Stack overflows are a big problem: If I see a system crash, the first thing usually is I try to increase the stack size to see if the problem goes away. The GNU linker can check if my global variables fit into RAM. But it cannot know how much stack I need. So how cool would it be to have a way to find out how much stack I need?
And indeed, this is possible with the GNU tools (e.g. I’m using it with the GNU ARM Embedded (launchpad) 4.8 and 4.9 compilers :-). But it seems that this ability is not widely known?
Overview
One approach I have used for a very long time is:
- Fill the memory of the stack with a defined pattern.
- Let the application run.
- Check with the debugger how much of that stack pattern has been overwritten.
That works pretty good. Except it is very empirical. What I need is some numbers from the compiler to have a better view.

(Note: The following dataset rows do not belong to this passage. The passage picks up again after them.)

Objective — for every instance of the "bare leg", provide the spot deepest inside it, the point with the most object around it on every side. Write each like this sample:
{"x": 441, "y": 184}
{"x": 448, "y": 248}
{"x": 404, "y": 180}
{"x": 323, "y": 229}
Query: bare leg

In this article I present an approach with GNU tools plus Perl script to report the stack usage in the application.
GNU -fstack-usage
Compiler Option
The GNU compiler suite has an interesting option: -fstack-usage
“A unit compiled with
-fstack-usage
will generate an extra file that specifies the maximum amount of stack used, on a per-function basis. The file has the same basename as the target object file with a.su
extension.” (https://gcc.gnu.org/onlinedocs/gnat_ugn/Static-Stack-Usage-Analysis.html)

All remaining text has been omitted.